Country music has made legends of those gear-jamming son-of-a-guns whose 18-wheelers roar and growl their way up and down the American road. Dave Dudley's 1966 rendition of "Six Days on the Road" still has little even remotely close competition in this category. (After all, if it's good enough for Jerry Garcia, what more need be said?) Even though Dudley's man behind the wheel has to pop a few pills and give some ICC regulators the slip, we wind up knowing he's "gonna make it home tonight." On the other hand, while Kathy Mattea's "Eighteen Wheels and a Dozen Roses" presents a straight-arrowed and thoroughly deserving sort who is just 10 miles from home on his final run after 30 years on the road, it also leaves us a bit uneasy, because, as all devotees of trucker songs know, a lot could still happen in those final 10 miles.
"You're the Reason God Made Oklahoma" gives us a good idea where it's headed when David Frizzell seems to take the "full moon over Tulsa" for granted, while Shelley West sings plaintively about the "city lights" that "outshine the moon" in L.A. (Truth be told, my favorite part comes when Dave recounts "working 10 hours on a John Deere tractor"—where I have spent a little time myself, and well before there was any thought given to foolish superfluities such as power steering and air conditioning, I might add.) In this slight twist on a familiar setup, this time it is a woman who longs for the home and the lover she left behind to pursue fame and fortune in the big city, and we are left with some reason to think the metropolis may not ultimately prevail in this particular emotional tug of war. Certainly, anyone old enough to recall Cowboy Jack Clements and Johnny Cash's version of the "Ballad of a Teenage Queen" should not dismiss this possibility out of hand.

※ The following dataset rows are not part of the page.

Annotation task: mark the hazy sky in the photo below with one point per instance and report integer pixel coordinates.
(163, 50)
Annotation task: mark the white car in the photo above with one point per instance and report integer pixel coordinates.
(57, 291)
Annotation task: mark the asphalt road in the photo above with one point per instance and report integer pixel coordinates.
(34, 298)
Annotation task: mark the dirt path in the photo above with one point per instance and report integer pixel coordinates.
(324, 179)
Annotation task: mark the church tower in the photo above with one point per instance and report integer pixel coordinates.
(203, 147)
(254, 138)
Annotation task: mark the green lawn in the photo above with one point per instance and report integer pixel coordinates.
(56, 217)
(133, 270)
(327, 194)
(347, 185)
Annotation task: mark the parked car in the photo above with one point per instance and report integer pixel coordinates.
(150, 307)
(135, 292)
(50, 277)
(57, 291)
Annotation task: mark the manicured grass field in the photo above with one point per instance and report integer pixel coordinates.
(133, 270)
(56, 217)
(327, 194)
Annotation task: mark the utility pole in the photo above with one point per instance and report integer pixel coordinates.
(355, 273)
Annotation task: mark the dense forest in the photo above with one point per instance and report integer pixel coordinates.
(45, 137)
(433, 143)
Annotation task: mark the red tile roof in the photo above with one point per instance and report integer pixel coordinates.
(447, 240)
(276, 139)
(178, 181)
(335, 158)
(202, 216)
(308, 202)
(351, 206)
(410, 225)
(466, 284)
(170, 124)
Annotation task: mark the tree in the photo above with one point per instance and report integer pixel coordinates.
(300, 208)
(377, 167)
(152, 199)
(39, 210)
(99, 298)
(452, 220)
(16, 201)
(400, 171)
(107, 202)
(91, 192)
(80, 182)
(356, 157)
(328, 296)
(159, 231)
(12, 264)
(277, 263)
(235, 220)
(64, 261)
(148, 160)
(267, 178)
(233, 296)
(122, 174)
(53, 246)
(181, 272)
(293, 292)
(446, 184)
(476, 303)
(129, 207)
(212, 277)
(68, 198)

Finally, just for the record, not for so much as a nanosecond did I even study about including one of those trashy songs where guys brag about their flashy, new oversized, hyper-optioned, high-markup pickup trucks. When I was growing up, pickups were simple necessities for real working folks, not oversized, meticulously maintained monuments to conspicuous consumption, and their sole adornments were typically confined to multiple scrapes, dents, patches of rust and assorted spatters of mud, cement and/or cow manure. Many of the people who managed to make do with such unsightly and spartanly equipped trucks are doubtless the grandparents—or at least the great-grandparents—of today's uber-pickup pilots who see themselves asserting their country boy bonafides by tooling around in those gaudy F-150s and Silverados.
Country music has obviously not gone untouched by the economic and demographic changes that seem to have put so much distance between us and our working class roots over a remarkably short span. Yet its historic capacity to capture and preserve strikingly candid verbal slices of Southern life stretching back over many generations make it a pretty good starting point for anyone looking not simply to reconnect with those roots, but to get a better sense of what being a member of the working class actually meant.